How you encourage advanced runners to get to the next level? 

Marshelle: I remind them that we who are behind are proud of them and we are cheering from the rear. When they are training at night, I track some on Road iD breadcrumbs, and sometimes, I drive out and make sure they are ok, bringing water and sports drinks. I also encourage them to cross train for added strength and endurance. I invite them to water aerobics to increase their cardiovascular endurance. I have done a brick (run, bike) while one distance runner was training so she wouldn’t be alone. Finally, I have joined some advanced runners for at least 4 of their many miles on a few occasions.

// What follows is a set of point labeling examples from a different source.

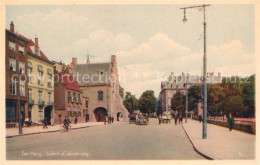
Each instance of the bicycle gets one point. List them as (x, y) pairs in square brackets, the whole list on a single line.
[(63, 129)]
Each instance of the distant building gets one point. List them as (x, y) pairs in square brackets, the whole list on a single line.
[(182, 83), (40, 83), (15, 62), (69, 100), (99, 82)]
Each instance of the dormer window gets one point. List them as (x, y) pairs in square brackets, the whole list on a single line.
[(11, 45), (37, 51), (21, 49)]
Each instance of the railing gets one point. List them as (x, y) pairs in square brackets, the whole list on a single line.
[(31, 102), (41, 103)]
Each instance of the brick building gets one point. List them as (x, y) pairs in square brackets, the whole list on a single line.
[(40, 83), (15, 63), (99, 82), (182, 83)]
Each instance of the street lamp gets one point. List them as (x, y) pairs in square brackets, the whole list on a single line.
[(203, 7)]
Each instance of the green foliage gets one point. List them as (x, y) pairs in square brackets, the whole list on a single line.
[(147, 102), (130, 102), (178, 101), (234, 95)]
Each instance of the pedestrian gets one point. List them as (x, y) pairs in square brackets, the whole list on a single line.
[(180, 119), (230, 121), (45, 122), (66, 123), (112, 119)]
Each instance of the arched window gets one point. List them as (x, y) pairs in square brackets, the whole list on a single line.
[(100, 95)]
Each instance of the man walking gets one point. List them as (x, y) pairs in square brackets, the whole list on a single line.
[(45, 122), (230, 121)]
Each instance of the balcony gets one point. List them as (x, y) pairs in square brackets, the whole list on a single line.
[(41, 103), (30, 102)]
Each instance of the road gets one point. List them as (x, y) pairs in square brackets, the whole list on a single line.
[(119, 141)]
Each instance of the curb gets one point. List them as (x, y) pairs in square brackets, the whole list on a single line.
[(200, 153), (48, 131)]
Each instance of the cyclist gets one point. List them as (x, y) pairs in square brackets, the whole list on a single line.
[(66, 123)]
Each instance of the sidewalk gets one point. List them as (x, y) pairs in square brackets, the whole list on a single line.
[(220, 142), (12, 132)]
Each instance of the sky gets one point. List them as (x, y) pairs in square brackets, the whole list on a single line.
[(150, 41)]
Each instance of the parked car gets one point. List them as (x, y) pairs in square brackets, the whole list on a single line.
[(132, 118), (142, 119)]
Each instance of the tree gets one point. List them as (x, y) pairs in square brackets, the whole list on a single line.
[(147, 102), (130, 102), (178, 101), (121, 91), (249, 96)]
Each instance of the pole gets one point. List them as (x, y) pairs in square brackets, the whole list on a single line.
[(19, 105), (204, 89), (204, 131), (186, 106)]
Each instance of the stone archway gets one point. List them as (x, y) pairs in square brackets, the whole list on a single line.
[(47, 113), (100, 114)]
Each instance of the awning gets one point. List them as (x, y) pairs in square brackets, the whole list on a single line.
[(49, 71), (29, 64), (40, 68)]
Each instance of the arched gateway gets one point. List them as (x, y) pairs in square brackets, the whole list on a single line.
[(100, 113)]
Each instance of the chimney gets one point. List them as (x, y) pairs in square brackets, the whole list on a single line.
[(36, 42), (12, 27), (113, 58), (74, 61), (88, 60)]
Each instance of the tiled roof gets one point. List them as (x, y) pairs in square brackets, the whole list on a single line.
[(93, 72), (31, 43), (69, 82)]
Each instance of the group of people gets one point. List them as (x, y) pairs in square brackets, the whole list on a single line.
[(109, 120)]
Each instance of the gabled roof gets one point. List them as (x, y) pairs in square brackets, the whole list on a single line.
[(92, 72), (69, 82), (31, 43)]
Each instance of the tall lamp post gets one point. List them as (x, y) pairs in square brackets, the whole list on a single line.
[(203, 7)]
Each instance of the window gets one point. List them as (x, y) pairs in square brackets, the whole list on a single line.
[(29, 71), (86, 103), (40, 96), (37, 51), (69, 96), (13, 86), (21, 67), (30, 94), (49, 80), (100, 95), (11, 45), (49, 98), (12, 64), (22, 88), (40, 79), (21, 49)]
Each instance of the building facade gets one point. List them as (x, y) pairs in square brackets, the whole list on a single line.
[(40, 84), (68, 99), (99, 82), (15, 64)]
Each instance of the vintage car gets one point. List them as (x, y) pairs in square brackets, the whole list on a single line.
[(142, 119), (132, 118), (166, 118)]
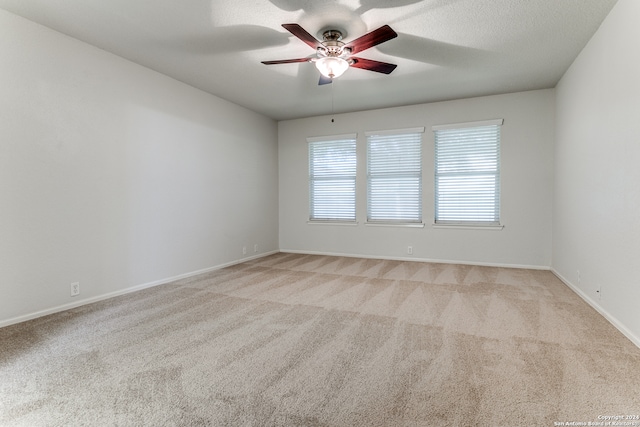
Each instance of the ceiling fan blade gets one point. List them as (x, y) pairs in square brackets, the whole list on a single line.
[(303, 35), (375, 37), (371, 65), (286, 61), (324, 80)]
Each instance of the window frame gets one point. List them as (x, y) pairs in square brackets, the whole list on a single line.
[(471, 130), (345, 141), (415, 216)]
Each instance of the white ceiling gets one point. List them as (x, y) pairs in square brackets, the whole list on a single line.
[(445, 49)]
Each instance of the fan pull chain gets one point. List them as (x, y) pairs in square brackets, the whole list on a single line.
[(332, 113)]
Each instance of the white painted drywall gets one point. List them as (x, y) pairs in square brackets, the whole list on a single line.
[(116, 176), (596, 224), (527, 184)]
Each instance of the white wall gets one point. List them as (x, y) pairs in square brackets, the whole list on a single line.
[(527, 184), (597, 200), (116, 176)]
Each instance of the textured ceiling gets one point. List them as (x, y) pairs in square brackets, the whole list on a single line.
[(445, 49)]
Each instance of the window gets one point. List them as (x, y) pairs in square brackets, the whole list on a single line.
[(467, 173), (394, 176), (332, 178)]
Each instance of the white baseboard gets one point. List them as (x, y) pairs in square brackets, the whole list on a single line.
[(64, 307), (610, 318), (441, 261)]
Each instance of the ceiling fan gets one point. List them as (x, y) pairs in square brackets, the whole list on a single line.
[(333, 56)]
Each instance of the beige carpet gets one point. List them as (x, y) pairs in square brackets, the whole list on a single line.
[(300, 340)]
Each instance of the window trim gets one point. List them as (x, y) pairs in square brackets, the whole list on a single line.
[(392, 222), (471, 224), (331, 221)]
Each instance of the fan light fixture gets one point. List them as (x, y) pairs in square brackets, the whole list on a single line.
[(332, 66)]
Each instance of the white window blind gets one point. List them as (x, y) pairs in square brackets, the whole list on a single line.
[(467, 173), (332, 178), (394, 176)]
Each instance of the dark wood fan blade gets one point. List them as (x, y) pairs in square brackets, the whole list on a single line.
[(371, 65), (286, 61), (375, 37), (324, 80), (303, 35)]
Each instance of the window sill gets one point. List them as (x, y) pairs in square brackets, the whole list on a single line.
[(469, 227), (340, 223), (395, 224)]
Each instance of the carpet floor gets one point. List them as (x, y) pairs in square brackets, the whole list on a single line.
[(308, 340)]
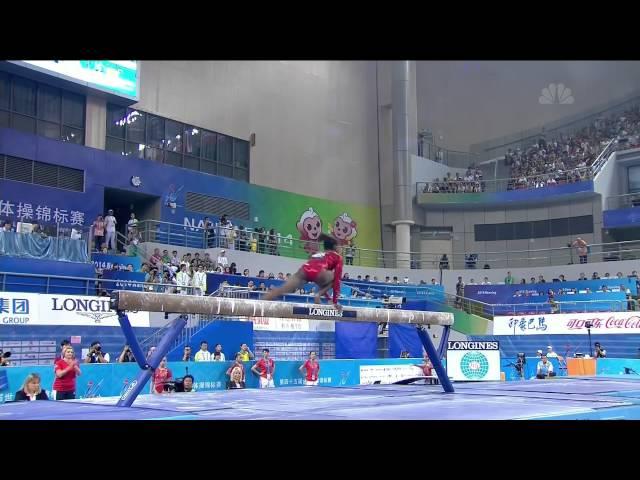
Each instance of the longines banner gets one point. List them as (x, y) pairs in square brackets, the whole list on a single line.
[(37, 309), (568, 323)]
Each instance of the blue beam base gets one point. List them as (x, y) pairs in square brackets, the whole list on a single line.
[(149, 365), (435, 359)]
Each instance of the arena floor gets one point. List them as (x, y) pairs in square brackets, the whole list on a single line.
[(561, 398)]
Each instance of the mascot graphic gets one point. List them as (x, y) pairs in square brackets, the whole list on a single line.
[(310, 228), (343, 229)]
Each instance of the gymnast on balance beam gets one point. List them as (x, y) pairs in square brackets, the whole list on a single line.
[(323, 268)]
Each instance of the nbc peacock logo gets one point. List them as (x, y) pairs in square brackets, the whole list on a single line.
[(556, 94)]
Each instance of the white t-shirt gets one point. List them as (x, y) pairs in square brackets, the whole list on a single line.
[(110, 223), (132, 223), (203, 356)]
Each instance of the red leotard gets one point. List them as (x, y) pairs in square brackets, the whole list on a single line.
[(319, 262)]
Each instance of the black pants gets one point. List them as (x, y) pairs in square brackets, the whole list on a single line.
[(65, 395)]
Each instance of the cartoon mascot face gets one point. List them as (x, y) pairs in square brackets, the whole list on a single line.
[(309, 225), (310, 228), (344, 229)]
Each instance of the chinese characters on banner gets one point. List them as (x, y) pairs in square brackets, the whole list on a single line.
[(25, 212)]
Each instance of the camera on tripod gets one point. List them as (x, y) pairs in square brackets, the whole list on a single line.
[(521, 361)]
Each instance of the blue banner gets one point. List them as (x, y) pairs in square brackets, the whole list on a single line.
[(356, 340), (109, 380), (584, 291), (410, 292), (123, 280), (105, 261)]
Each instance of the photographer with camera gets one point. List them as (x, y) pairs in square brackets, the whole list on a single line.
[(4, 358), (126, 355), (96, 355), (544, 369)]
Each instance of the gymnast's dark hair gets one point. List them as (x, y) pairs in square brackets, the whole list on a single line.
[(329, 243)]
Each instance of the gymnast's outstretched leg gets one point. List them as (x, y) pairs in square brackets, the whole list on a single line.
[(295, 282)]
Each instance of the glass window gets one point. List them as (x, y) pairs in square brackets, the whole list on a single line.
[(24, 96), (173, 136), (209, 145), (240, 153), (153, 153), (485, 233), (116, 120), (73, 109), (49, 104), (191, 141), (134, 149), (72, 135), (504, 231), (522, 230), (135, 123), (225, 150), (49, 130), (192, 163), (582, 224), (225, 170), (208, 167), (540, 229), (114, 145), (22, 123), (4, 119), (634, 179), (241, 174), (172, 158), (5, 91), (155, 131)]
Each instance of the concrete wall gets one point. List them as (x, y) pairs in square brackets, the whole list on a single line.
[(463, 223), (255, 262), (315, 121), (467, 102)]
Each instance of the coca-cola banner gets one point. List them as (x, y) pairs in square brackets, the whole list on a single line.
[(567, 323)]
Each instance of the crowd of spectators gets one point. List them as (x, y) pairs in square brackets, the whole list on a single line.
[(548, 162)]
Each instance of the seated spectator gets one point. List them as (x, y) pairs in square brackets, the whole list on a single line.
[(186, 354), (237, 364), (203, 355), (218, 349), (544, 368), (31, 390), (236, 381), (551, 353), (265, 368), (245, 352), (96, 355), (310, 370), (161, 376), (187, 384), (126, 355)]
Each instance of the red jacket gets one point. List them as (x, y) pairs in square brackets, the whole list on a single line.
[(328, 260)]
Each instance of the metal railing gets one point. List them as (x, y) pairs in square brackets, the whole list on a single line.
[(453, 185), (629, 200), (287, 246)]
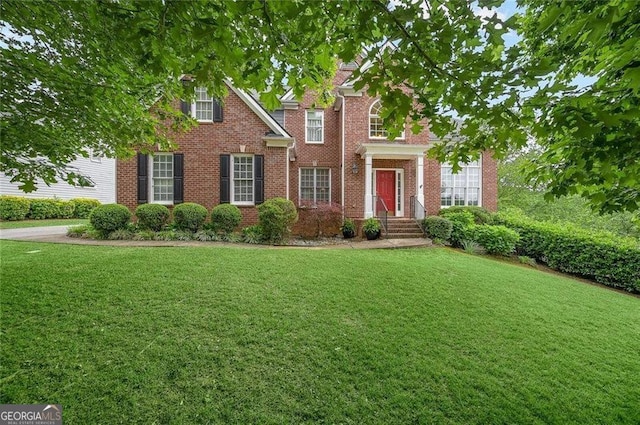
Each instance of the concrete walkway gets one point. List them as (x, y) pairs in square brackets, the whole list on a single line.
[(57, 234)]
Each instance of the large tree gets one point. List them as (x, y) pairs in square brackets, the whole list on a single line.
[(84, 74)]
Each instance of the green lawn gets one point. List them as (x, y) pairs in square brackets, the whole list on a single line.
[(41, 223), (274, 336)]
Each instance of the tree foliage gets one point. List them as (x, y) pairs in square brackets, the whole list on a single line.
[(79, 75)]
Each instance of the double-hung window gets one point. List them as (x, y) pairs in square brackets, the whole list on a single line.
[(243, 180), (376, 123), (315, 185), (462, 188), (203, 106), (314, 124), (162, 178)]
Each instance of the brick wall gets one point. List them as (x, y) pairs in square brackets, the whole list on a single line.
[(202, 147)]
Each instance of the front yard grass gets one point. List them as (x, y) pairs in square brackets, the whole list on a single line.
[(258, 335), (41, 223)]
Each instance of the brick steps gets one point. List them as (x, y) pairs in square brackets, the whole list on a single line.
[(403, 228)]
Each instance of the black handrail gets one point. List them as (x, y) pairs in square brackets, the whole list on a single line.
[(382, 216)]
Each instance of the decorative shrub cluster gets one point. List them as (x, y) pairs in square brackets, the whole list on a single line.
[(42, 209), (498, 240), (606, 258), (152, 216), (83, 206), (480, 215), (460, 220), (20, 208), (276, 216), (13, 207), (109, 217), (474, 224), (437, 228), (225, 218), (189, 216)]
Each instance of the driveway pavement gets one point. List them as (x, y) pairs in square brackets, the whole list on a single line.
[(57, 234)]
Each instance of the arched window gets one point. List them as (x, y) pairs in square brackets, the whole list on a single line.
[(376, 123)]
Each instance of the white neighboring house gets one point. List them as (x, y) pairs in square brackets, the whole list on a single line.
[(100, 170)]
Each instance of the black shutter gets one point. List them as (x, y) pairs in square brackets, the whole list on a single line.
[(143, 179), (185, 107), (178, 178), (258, 169), (217, 111), (225, 179)]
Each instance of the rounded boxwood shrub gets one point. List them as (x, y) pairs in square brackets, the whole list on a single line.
[(225, 218), (66, 209), (152, 216), (437, 227), (461, 221), (42, 209), (480, 215), (495, 239), (83, 206), (276, 216), (109, 217), (189, 216), (14, 207)]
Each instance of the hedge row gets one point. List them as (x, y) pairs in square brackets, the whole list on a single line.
[(13, 208), (276, 217), (605, 258)]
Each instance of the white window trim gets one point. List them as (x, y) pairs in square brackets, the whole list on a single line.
[(232, 179), (95, 158), (377, 102), (314, 201), (193, 107), (399, 179), (151, 180), (480, 167), (306, 122)]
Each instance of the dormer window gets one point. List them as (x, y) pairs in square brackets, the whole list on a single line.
[(206, 108), (314, 124), (376, 123)]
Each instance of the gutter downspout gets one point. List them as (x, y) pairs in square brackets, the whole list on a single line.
[(343, 153)]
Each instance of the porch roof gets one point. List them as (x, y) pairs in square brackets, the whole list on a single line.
[(391, 150)]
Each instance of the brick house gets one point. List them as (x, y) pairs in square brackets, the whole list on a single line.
[(243, 154)]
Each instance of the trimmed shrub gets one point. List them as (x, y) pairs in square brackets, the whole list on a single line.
[(437, 227), (480, 215), (603, 257), (83, 206), (109, 217), (276, 216), (495, 239), (66, 209), (461, 221), (225, 218), (42, 209), (189, 216), (14, 207), (152, 216)]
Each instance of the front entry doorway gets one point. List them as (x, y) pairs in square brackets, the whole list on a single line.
[(386, 190)]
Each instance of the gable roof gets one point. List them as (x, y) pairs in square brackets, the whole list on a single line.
[(259, 111)]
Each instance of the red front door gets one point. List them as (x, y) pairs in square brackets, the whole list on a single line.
[(386, 190)]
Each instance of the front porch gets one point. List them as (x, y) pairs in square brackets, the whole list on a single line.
[(394, 173)]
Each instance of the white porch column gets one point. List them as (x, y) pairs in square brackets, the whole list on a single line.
[(420, 179), (368, 192)]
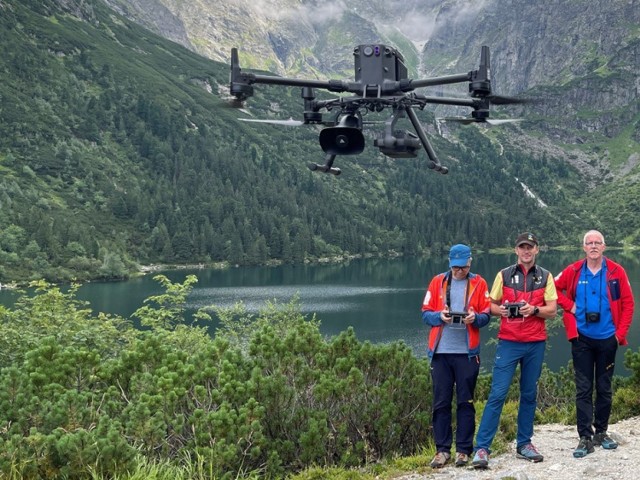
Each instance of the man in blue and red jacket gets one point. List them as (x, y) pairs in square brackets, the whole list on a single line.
[(598, 304), (456, 305)]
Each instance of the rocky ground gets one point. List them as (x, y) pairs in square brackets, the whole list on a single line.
[(556, 443)]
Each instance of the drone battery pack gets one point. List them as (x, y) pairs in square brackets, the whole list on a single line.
[(376, 63)]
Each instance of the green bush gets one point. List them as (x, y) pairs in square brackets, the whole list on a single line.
[(84, 394)]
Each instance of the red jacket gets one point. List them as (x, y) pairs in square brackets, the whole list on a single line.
[(621, 299), (434, 302), (530, 286)]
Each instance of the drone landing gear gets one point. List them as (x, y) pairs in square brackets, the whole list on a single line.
[(327, 167)]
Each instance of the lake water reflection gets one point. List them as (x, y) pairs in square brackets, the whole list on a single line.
[(379, 298)]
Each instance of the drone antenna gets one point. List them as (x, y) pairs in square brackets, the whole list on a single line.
[(434, 163), (327, 167), (239, 86), (480, 84)]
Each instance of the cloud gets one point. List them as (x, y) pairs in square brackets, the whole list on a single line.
[(314, 12)]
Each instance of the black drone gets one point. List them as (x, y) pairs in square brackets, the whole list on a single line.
[(380, 82)]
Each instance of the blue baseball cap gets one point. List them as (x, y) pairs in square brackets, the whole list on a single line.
[(459, 255)]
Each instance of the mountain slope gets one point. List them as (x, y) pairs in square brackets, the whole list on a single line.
[(116, 148)]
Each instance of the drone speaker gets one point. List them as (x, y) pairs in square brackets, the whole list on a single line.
[(345, 139), (342, 140)]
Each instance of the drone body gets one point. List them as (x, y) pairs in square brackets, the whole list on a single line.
[(381, 81)]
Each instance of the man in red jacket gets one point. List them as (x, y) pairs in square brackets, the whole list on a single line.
[(596, 297), (524, 297)]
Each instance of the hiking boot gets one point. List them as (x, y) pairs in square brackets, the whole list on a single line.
[(440, 460), (529, 452), (585, 446), (605, 441), (480, 459), (462, 459)]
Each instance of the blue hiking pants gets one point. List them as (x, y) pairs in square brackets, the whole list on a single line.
[(529, 355)]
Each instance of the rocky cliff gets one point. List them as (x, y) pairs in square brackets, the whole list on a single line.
[(581, 56)]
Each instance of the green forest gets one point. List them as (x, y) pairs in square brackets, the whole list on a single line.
[(118, 150)]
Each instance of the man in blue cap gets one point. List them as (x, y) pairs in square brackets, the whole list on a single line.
[(523, 296), (456, 306)]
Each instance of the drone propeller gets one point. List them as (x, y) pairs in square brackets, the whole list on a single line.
[(490, 121), (290, 122)]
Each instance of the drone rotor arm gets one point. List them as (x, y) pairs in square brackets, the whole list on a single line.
[(461, 102), (434, 163), (436, 81)]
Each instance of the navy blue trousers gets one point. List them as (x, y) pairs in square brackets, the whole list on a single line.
[(449, 371), (593, 362)]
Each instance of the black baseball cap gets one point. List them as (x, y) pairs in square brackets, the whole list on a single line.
[(528, 238)]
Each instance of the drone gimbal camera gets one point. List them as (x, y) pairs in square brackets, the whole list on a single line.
[(381, 81)]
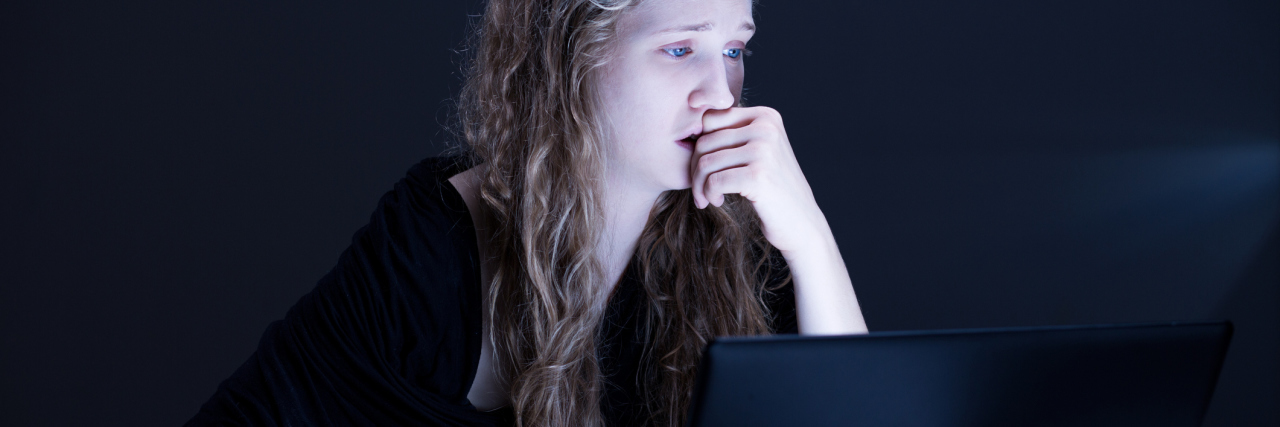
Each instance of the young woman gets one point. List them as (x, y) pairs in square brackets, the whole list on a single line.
[(616, 209)]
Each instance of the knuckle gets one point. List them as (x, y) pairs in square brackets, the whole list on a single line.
[(705, 161)]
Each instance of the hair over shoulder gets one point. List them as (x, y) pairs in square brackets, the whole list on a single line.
[(529, 111)]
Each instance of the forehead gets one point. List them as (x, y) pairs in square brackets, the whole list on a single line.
[(653, 17)]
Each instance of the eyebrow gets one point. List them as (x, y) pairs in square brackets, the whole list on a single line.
[(704, 26)]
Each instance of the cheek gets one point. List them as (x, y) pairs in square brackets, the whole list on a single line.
[(735, 83)]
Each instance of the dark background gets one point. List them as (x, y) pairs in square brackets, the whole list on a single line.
[(177, 174)]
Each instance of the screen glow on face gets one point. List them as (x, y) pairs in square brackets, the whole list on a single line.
[(673, 62)]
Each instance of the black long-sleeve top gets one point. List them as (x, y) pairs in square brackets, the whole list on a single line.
[(392, 334)]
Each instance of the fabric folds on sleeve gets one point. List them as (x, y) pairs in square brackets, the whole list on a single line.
[(389, 336)]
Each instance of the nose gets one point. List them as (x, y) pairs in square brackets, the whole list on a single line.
[(713, 90)]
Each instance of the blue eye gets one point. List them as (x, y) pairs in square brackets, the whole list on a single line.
[(735, 53), (677, 51)]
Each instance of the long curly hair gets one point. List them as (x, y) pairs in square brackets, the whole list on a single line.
[(529, 111)]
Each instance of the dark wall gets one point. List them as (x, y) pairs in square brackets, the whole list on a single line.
[(176, 175)]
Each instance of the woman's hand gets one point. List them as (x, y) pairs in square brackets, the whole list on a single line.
[(746, 151)]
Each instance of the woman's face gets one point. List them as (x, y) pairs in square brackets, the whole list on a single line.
[(673, 62)]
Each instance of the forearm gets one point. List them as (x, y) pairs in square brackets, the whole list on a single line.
[(826, 303)]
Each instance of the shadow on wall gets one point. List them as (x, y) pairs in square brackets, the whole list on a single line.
[(1249, 385)]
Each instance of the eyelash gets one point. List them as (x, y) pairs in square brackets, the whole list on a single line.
[(741, 51)]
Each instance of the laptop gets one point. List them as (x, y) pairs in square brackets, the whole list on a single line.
[(1105, 375)]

Elizabeth: I strongly recommend speed training and taking the lead at runs. Roberta: Stay focused; make sure your goal is realistic; what is their fear? (if any); try to find others that accomplished what they are trying to accomplish and get advice/tips; make sure their confidence is in check, mentally and physically Candice: I push advanced runners in friendly competition.  I have challenged them to go harder and go faster.  With that we have gotten PR's in longer and shorter distances.  Even in practice runs, I say lets go for an 10 minute mile, a 9 minute mile, 8 minute mile. etc.  (We have also been talking about getting a specific time and date for speed training or for longer runs - ultra distances).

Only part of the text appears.